Melansir DetikNews, pemeriksaan mengungkap adanya luka memar di bagian leher dan kedua tangan. Hasil visum juga menunjukkan bahwa kemungkinan dia sempat diperkosa sebelum dibunuh.
🔳 31 Tahun Menanti Keadilan
Penyelidikan terhadap kematian Marsinah sudah dilakukan sejak terbentuknya Tim Terpadu Bakorstanasda Jatim. Dalam operasi ini delapan petinggi PT Catur Putra Surya ditangkap diam-diam. Salah satunya adalah Mutiari, Kepala Personalia PT CPS yang disiksa secara fisik dan mental, serta dipaksa mengaku terlibat dalam pembunuhan Marsinah. Sementara itu, pemilik PT CPS, Yudi Susanto divonis 17 tahun penjara karena kasus ini. Sejumlah staf dijatuhi hukuman 12 tahun penjara namun kemudian naik banding dan dibebaskan tanpa dakwaan.
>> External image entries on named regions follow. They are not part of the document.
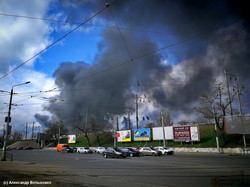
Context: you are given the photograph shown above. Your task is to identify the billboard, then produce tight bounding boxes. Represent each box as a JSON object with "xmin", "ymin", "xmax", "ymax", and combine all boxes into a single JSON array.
[
  {"xmin": 68, "ymin": 135, "xmax": 76, "ymax": 143},
  {"xmin": 153, "ymin": 126, "xmax": 174, "ymax": 140},
  {"xmin": 224, "ymin": 115, "xmax": 250, "ymax": 134},
  {"xmin": 173, "ymin": 126, "xmax": 200, "ymax": 142},
  {"xmin": 116, "ymin": 130, "xmax": 131, "ymax": 142},
  {"xmin": 134, "ymin": 129, "xmax": 151, "ymax": 141}
]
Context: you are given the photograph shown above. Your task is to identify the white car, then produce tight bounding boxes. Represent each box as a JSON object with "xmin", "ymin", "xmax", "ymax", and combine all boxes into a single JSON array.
[
  {"xmin": 154, "ymin": 147, "xmax": 174, "ymax": 155},
  {"xmin": 95, "ymin": 147, "xmax": 106, "ymax": 154},
  {"xmin": 77, "ymin": 147, "xmax": 93, "ymax": 153}
]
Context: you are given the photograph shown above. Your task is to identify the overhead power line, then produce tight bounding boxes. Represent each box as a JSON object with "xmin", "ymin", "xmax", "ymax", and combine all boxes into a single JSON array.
[
  {"xmin": 0, "ymin": 0, "xmax": 118, "ymax": 79},
  {"xmin": 74, "ymin": 20, "xmax": 241, "ymax": 81},
  {"xmin": 0, "ymin": 13, "xmax": 170, "ymax": 35}
]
Walau petinggi PT CPS sudah dihukum, namun kasus ini masih dinilai janggal. Marsinah dianggap tidak mendapat keadilan yang seharusnya dan kasus ini masih dianggap kabur. Bahkan kuasa hukum Yudi Susanto, Trimoelja D. Soerjadi, mengungkap kemungkinan adanya rekayasa oknum aparat kodim untuk mencari kambing hitam pembunuh Marsinah. Banyak orang yang yakin bahwa pembunuh sebenarnya masih aman dalam persembunyian.
Kini, setelah 31 tahun berlalu, publik masih terus menuntut pengusutan tuntas terhadap kasus Marsinah. Sementara itu, PT CPS yang menjadi saksi bisu perjuangan buruh saat itu telah tenggelam di balik bencana lumpur Lapindo. Akankah kisah sebenarnya kasus Marsinah akan terungkap?